One very small study involving four patients from China suggests that some recovered patients may still be virus carriers.
“They’ve been screening patients after they recover to see how long they’re shedding some of the genetic material that’s very specific to the new coronavirus,” said Dr. Thomas Russo, an infectious disease expert with the University at Buffalo Jacobs School of Medicine and Biomedical Sciences.
Russo tells News 4 that researchers are discovering that even after people have recovered, there’s still a footprint, and that the virus’ genetic material is present for days, and in some instances as much as weeks afterwards.
“So, what the practical implications are, and we still don’t know a 100 percent for sure if this is live viable virus. But I think it likely will be the case,” Russo said. “And this means that when someone recovers, they potentially, and I think the key word here is potentially, could be infectious and transmit the virus to other individuals.”
For example, a research letter published in the Journal of the American Medical Association last month involving COVID-19 patients in China, suggests a “proportion of recovered patients still may be virus carriers.”
“The study was limited to a small number of patients with mild or moderate infections,” the paper stated.
“People are generally looking at three, four, five patients on that order of magnitude,” Russo explained.
He says more careful testing and research needs to be done to determine the true implications. In other words, how long could this particular virus be shed in an infectious form.
“And that information will be critical for us then being able to give the proper advice to minimize transmission and subsequent infections,” Russo said.
According to the research letter, “After hospital discharge or discontinuation of quarantine, the patients were asked to continue the quarantine protocol at home for 5 days. The RT-PCR tests were repeated 5 to 13 days later and all were positive. All patients had 3 repeat RT-PCR tests performed over the next 4 to 5 days and all were positive. An additional RT-PCR test was performed using a kit from a different manufacturer and the results were also positive for all patients. The patients continued to be asymptomatic by clinician examination and chest CT findings showed no change from previous images. They did not report contact with any person with respiratory symptoms. No family member was infected.”

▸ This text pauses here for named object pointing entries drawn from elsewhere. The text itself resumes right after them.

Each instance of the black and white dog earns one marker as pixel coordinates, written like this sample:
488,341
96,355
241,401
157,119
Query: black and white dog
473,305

There’s been talk and speculation about the possibility of reinfection. Russo says this is a question that really remains unclear.
“Our hope is that once you’re infected with this virus, you’ll develop protective immunity. And that immunity in a perfect world will last a lifetime. But this is something that we’re going to have to study and see,” Russo said.
He says even if infected patients don’t get durable or lifetime immunity, the hope is that the development of a vaccine could be used to boost immunity to protect people in the future.